Maris sammelte Nico und die wildesten Kinder um sich. Sofort begannen Illusionen um sie herum zu sprühen wie Funken aus einem Lagerfeuer. Ein Kind wollte eine rosa Gewitterwolke über Maris‘ Kopf erschaffen, ein anderes bestand auf einer ganzen Reihe von Miniatur-Illusionen, die eine Feenschlacht nachstellten.

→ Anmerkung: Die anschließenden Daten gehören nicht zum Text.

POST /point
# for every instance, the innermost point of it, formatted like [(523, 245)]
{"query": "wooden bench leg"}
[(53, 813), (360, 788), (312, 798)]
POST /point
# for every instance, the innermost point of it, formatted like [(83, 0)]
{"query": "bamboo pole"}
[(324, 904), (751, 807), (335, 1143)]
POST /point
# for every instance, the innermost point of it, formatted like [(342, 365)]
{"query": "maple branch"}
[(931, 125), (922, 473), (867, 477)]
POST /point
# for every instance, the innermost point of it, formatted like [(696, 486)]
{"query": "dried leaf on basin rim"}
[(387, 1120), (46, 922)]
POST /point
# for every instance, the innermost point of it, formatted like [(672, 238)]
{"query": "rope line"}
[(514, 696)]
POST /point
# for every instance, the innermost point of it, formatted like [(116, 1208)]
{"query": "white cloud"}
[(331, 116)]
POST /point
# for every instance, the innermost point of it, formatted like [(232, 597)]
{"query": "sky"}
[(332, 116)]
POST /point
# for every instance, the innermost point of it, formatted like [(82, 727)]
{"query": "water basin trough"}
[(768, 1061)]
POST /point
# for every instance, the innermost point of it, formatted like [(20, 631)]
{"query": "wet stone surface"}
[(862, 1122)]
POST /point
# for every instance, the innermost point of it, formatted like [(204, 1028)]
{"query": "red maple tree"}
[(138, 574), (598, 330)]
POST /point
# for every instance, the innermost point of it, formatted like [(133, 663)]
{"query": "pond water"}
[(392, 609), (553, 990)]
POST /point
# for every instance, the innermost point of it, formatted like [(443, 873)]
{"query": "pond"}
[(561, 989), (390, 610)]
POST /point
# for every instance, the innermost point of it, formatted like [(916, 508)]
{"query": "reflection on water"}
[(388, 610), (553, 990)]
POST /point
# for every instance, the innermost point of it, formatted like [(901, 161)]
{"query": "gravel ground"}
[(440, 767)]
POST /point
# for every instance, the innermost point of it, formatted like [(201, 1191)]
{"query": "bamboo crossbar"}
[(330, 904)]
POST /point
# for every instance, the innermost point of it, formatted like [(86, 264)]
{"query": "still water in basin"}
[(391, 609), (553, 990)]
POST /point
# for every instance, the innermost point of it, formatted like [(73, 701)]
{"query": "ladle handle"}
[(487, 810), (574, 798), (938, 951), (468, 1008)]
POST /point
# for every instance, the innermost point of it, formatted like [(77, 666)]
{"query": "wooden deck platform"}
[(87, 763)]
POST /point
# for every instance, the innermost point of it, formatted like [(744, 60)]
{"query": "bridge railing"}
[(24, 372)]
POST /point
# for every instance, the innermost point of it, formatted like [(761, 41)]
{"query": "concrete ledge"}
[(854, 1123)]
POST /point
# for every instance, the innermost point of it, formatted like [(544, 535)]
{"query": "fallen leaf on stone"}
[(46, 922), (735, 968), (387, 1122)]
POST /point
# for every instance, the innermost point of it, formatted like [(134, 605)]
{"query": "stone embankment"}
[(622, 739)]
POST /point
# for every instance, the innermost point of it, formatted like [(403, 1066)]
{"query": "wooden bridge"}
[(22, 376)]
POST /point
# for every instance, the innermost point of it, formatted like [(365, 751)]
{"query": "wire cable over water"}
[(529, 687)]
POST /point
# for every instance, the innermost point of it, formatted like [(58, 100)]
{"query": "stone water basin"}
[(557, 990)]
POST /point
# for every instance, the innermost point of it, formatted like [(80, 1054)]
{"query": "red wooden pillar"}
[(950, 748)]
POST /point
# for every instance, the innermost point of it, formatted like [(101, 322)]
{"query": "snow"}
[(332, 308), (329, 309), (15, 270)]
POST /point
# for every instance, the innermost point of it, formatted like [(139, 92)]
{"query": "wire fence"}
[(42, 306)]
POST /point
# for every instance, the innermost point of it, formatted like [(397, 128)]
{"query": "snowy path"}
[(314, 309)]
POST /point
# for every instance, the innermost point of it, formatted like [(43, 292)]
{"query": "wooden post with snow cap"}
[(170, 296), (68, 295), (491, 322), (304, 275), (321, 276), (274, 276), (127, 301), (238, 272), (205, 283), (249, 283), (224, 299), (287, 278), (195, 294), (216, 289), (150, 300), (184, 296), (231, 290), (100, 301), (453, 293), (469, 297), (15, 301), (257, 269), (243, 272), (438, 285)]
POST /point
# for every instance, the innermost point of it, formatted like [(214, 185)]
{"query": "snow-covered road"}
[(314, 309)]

Maris behielt die ruhige, warme Geduld bei, die ihre frühere Schüchternheit ersetzt hatte – eine Verwandlung, die Amberine immer noch bewunderte. Sie mochte Illusionen, weil sie genau wusste, wie sie beruhigen oder wütend machen, ablenken oder amüsieren konnten. Die Kinder blühten unter ihrer sanften Anleitung auf, im Guten wie im Schlechten. Und wenn sie aus der Reihe tanzten, konnte sie ihnen im Handumdrehen Illusionen entgegenwerfen, die ultimative Abschreckung.
Amberine sammelte Tamryn und Fennel um sich.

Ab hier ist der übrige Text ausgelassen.